Blockchain Course – Hashing and Merkle Trees

Objectives and Roadmap

Define a cryptographic hash function
Explain key properties: preimage, second‑preimage, collision resistance, and avalanche.
Build and verify Merkle tree commitments and inclusion proofs; discuss variants and pitfalls.
Understand the relevance of hashing to commit information within blockchain technology.

What Is a Cryptographic Hash Function?

Definition: A deterministic algorithm that maps input of any length → fixed-length digest.
Formally: $h : \{0,1\}^* \rightarrow \{0,1\}^n$
Key properties:
- Deterministic: same input → same output.
- Fast to compute.
- Infeasible to invert (one-way).
- Collision-resistant (no two distinct inputs share same hash).
Output length typically 256 or 512 bits (e.g., SHA-256).

Hash Function Properties

Property	Meaning	Importance
Pre-image resistance	Hard to find input for given hash.	Protects passwords and commitments.
Second pre-image resistance	Hard to find another input with same hash.	Prevents forgery.
Collision resistance	Hard to find any two inputs with same hash.	Ensures uniqueness and integrity.
Avalanche effect	Tiny input change → major output change.	Detects even 1-bit alteration.
Uniform Distribution	Outputs should be uniformly distributed	no structural shortcuts should exist.

Pre-Image Resistance

Definition: Given a hash value $y$, it should be computationally infeasible to find any input $x$ such that $h(x) = y$.
Intuition: Hashing is a one-way street — easy to go forward, practically impossible to reverse.
Example:
- $h(\text{"password123"})$ $\rightarrow$ ef92b778bafe771e89245b89ecbc08a44a4e166c06659911881f383d4473e94f
- $h(\text{"correcthorsebatterystaple"})$ $\rightarrow$ cbe6beb26479b568e5f15b50217c6c83c0ee051dc4e522b9840d8e291d6aaf46
Use Cases:
- Password storage
- Commitment schemes
- Blockchain mining puzzles

Second Pre-image Resistance

Definition: Given one input $x_1$, it should be infeasible to find another distinct input $x_2 \neq x_1$ such that $h(x_1) = h(x_2)$.
Intuition: You can’t find a “different message” that produces the same hash.
Example:
- If $h(\text{"Alice pays Bob \$10"})$ is known,
  an attacker shouldn’t be able to find another message like “Alice pays Mallory $100” with the same digest.
Use Case: Prevents document or transaction substitution attacks.

Collision Resistance

Definition: It should be infeasible to find any two distinct inputs $x_1, x_2$ such that $h(x_1) = h(x_2)$.
Intuition: No two different messages share the same fingerprint.
Example:
- MD5 and SHA-1 are broken because practical collisions have been found.
- SHA-256 and SHA-3 are currently collision resistant.
Use Case:
- Essential for digital signatures, certificates, and blockchains.

Avalanche Effect

A hallmark of good hash and cipher design.
Definition: A small change in the input causes a large, unpredictable change in the output.
Ensures:
- No visible correlation between input and output.
- Robust diffusion — even minimal edits radically alter results.
Demonstration:
- Hash(“HELLO”) → 3615f80c9d293ed7...
- Hash(“HELLo”) → c6f4b0a7af12e91b...

Uniform Distribution of Output

Definition: Hash outputs should be uniformly distributed across the entire output space $\{0,1\}^n$.
Intuition: Every possible digest value is equally likely — no patterns or biases.
Consequences:
- Prevents clustering that could reveal input structure.
- Ensures fair random-like behavior in protocols (e.g., load balancing, mining).
Verification:
- Empirically tested with randomness and correlation tests.
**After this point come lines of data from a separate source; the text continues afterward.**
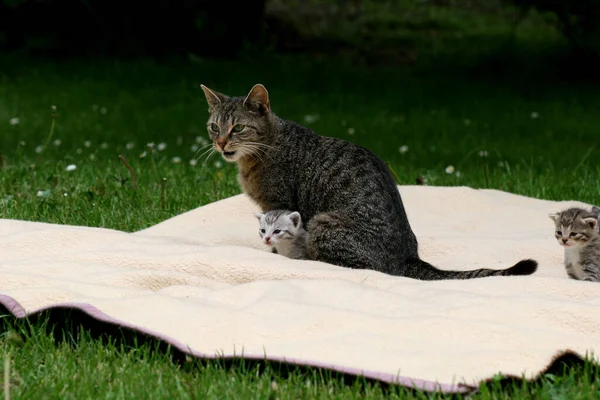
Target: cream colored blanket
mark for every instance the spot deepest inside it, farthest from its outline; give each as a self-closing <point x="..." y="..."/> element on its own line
<point x="204" y="282"/>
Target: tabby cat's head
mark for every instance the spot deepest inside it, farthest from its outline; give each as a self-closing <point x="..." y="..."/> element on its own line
<point x="575" y="226"/>
<point x="239" y="126"/>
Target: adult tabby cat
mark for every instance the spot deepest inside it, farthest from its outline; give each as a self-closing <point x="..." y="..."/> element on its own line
<point x="346" y="195"/>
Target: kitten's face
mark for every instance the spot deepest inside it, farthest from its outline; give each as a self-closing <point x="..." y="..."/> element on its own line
<point x="237" y="126"/>
<point x="278" y="226"/>
<point x="574" y="227"/>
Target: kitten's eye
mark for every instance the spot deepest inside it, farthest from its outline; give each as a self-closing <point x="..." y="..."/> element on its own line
<point x="237" y="128"/>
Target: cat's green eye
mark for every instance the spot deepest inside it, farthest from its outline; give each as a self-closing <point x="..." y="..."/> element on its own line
<point x="237" y="128"/>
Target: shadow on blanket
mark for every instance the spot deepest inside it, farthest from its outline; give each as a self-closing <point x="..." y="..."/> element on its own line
<point x="72" y="323"/>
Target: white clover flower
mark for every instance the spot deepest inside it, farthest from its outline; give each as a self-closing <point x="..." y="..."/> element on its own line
<point x="310" y="118"/>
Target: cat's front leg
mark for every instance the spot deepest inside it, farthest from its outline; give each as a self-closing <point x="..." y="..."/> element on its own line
<point x="591" y="272"/>
<point x="571" y="272"/>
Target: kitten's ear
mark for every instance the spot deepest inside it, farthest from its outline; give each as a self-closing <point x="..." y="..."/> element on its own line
<point x="258" y="98"/>
<point x="591" y="222"/>
<point x="213" y="98"/>
<point x="259" y="215"/>
<point x="296" y="219"/>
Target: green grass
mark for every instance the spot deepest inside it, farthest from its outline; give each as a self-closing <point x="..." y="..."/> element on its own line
<point x="538" y="131"/>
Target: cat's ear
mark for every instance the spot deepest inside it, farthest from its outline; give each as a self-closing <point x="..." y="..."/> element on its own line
<point x="295" y="218"/>
<point x="213" y="98"/>
<point x="591" y="222"/>
<point x="259" y="215"/>
<point x="258" y="98"/>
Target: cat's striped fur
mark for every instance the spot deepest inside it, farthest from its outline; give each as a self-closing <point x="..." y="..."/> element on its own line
<point x="576" y="229"/>
<point x="346" y="195"/>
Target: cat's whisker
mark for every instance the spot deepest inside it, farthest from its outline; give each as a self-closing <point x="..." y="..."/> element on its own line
<point x="207" y="154"/>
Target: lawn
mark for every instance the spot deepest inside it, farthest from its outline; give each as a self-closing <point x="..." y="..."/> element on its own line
<point x="69" y="131"/>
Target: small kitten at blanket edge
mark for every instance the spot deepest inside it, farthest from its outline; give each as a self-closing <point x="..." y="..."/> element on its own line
<point x="283" y="229"/>
<point x="577" y="231"/>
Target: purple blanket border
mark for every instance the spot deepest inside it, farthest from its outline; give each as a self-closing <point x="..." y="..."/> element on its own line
<point x="19" y="312"/>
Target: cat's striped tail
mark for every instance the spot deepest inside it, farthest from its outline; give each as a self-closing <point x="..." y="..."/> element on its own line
<point x="418" y="269"/>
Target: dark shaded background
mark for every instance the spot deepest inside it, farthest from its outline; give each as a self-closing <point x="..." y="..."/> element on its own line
<point x="225" y="28"/>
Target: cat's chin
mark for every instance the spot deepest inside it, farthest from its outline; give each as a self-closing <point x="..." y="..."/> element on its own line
<point x="230" y="156"/>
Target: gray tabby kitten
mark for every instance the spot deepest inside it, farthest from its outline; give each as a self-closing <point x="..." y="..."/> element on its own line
<point x="346" y="195"/>
<point x="577" y="232"/>
<point x="283" y="229"/>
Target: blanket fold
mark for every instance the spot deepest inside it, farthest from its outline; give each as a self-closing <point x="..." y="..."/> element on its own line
<point x="204" y="282"/>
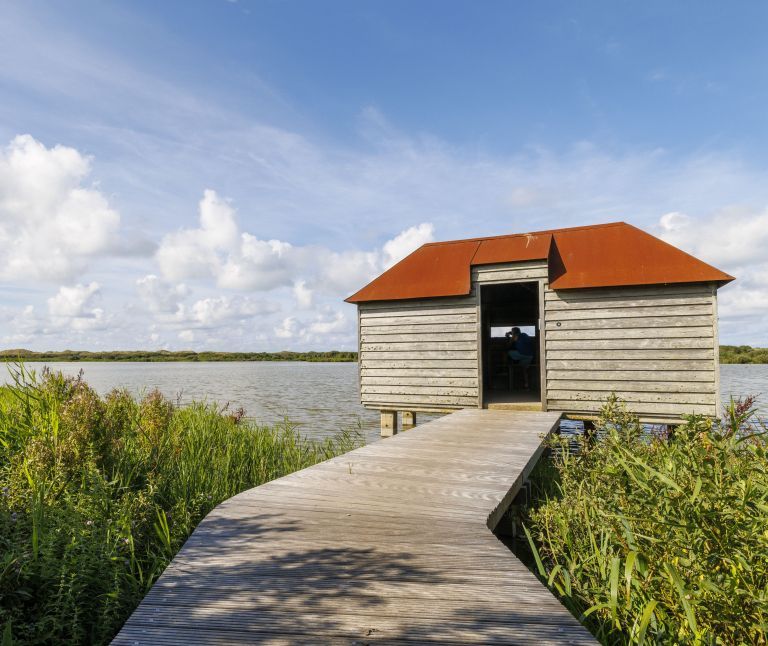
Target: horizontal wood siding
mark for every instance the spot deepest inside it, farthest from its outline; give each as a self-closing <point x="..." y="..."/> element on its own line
<point x="655" y="347"/>
<point x="419" y="355"/>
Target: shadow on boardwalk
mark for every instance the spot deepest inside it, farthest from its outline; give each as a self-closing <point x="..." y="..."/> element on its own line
<point x="303" y="594"/>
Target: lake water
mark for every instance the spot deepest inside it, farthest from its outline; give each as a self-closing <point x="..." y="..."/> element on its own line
<point x="321" y="397"/>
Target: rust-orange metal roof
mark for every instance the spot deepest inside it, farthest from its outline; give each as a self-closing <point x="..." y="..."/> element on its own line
<point x="604" y="255"/>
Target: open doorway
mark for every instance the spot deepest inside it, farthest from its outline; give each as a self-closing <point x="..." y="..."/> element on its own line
<point x="507" y="380"/>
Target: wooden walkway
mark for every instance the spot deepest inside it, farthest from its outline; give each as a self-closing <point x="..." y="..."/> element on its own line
<point x="387" y="544"/>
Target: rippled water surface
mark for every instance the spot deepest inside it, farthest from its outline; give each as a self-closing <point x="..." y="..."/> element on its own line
<point x="321" y="397"/>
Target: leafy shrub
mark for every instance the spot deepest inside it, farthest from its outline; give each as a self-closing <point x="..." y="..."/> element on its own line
<point x="98" y="494"/>
<point x="660" y="538"/>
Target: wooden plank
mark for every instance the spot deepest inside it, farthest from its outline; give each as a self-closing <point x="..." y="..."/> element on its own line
<point x="428" y="328"/>
<point x="419" y="380"/>
<point x="390" y="542"/>
<point x="649" y="343"/>
<point x="640" y="408"/>
<point x="689" y="331"/>
<point x="509" y="273"/>
<point x="586" y="352"/>
<point x="601" y="293"/>
<point x="373" y="389"/>
<point x="677" y="365"/>
<point x="418" y="320"/>
<point x="634" y="375"/>
<point x="396" y="401"/>
<point x="428" y="344"/>
<point x="415" y="355"/>
<point x="716" y="358"/>
<point x="410" y="371"/>
<point x="374" y="361"/>
<point x="555" y="304"/>
<point x="613" y="385"/>
<point x="659" y="310"/>
<point x="600" y="396"/>
<point x="415" y="313"/>
<point x="652" y="324"/>
<point x="422" y="303"/>
<point x="419" y="337"/>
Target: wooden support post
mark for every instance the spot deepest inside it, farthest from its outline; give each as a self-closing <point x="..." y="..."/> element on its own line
<point x="388" y="423"/>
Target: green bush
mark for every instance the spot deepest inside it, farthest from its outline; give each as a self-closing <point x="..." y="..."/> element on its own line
<point x="98" y="494"/>
<point x="660" y="539"/>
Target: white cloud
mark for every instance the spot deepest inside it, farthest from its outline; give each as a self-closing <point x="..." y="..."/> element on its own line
<point x="237" y="260"/>
<point x="160" y="296"/>
<point x="50" y="223"/>
<point x="73" y="307"/>
<point x="302" y="294"/>
<point x="287" y="329"/>
<point x="406" y="242"/>
<point x="733" y="239"/>
<point x="72" y="302"/>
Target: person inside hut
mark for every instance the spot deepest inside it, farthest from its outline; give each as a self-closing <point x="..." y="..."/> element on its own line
<point x="521" y="351"/>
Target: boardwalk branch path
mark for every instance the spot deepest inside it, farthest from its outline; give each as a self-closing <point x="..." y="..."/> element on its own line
<point x="389" y="543"/>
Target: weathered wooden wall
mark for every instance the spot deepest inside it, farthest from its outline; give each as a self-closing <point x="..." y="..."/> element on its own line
<point x="419" y="355"/>
<point x="655" y="347"/>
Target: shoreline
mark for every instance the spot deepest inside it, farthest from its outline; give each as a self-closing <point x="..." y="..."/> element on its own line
<point x="149" y="356"/>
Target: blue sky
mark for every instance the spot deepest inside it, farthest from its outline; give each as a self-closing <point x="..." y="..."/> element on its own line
<point x="221" y="174"/>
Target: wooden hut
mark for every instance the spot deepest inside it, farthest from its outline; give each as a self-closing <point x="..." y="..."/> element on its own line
<point x="611" y="308"/>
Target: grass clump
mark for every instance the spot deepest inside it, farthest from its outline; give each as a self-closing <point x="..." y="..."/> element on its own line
<point x="659" y="538"/>
<point x="98" y="494"/>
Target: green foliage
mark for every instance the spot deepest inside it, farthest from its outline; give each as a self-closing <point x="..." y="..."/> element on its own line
<point x="659" y="539"/>
<point x="98" y="494"/>
<point x="182" y="355"/>
<point x="743" y="354"/>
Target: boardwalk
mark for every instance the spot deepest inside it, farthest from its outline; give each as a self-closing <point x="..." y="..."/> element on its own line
<point x="387" y="544"/>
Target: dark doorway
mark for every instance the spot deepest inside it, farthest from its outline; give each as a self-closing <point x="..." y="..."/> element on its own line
<point x="502" y="308"/>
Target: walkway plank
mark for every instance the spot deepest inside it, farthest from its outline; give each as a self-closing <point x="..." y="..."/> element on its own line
<point x="387" y="544"/>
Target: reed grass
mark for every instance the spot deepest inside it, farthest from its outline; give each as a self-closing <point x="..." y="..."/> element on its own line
<point x="659" y="538"/>
<point x="98" y="494"/>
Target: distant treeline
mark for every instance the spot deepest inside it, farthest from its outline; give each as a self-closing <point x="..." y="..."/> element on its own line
<point x="183" y="355"/>
<point x="743" y="354"/>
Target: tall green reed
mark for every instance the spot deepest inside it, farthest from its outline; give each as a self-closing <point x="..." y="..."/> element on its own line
<point x="652" y="539"/>
<point x="98" y="493"/>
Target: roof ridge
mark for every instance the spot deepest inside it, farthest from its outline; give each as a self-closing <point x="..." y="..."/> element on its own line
<point x="530" y="233"/>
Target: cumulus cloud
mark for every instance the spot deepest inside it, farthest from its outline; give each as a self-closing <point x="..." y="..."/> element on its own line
<point x="51" y="224"/>
<point x="74" y="307"/>
<point x="239" y="260"/>
<point x="404" y="243"/>
<point x="734" y="239"/>
<point x="160" y="296"/>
Math Spotlight: Birthday Paradox and Work Factors

Birthday paradox: Collisions become likely far sooner than intuition suggests — only after about $2^{n/2}$ hashes for an $n$-bit output.
- Analogy: only ~23 people are needed for a 50% chance two share a birthday, not 183!
Work factors:
- Collision search ≈ $2^{n/2}$
- Pre-image / Second pre-image search ≈ $2^n$
- Hence: 128-bit collision security ⇒ 256-bit hash output.
Expected collisions:
For $k \ll 2^{n/2}$ random hashes:
$\displaystyle E[\text{collisions}] \approx \frac{k^2}{2^{n+1}}$

Choose digest lengths ensuring $2^{n/2}$ work is infeasible — e.g., SHA-256 or SHA-3.

Micro lab: Hashing

Use the following microlab to demonstrate the principles of hashing using real algorithms

Overall Slide Concept This lab slide establishes a hands-on checkpoint where students can see avalanche, collisions, and output distribution instead of only hearing about them abstractly. It matters here because the lesson has now built enough theory for students to test the ideas interactively. Emphasize that the lab is about observing how secure and insecure hash designs behave differently under the same experiments.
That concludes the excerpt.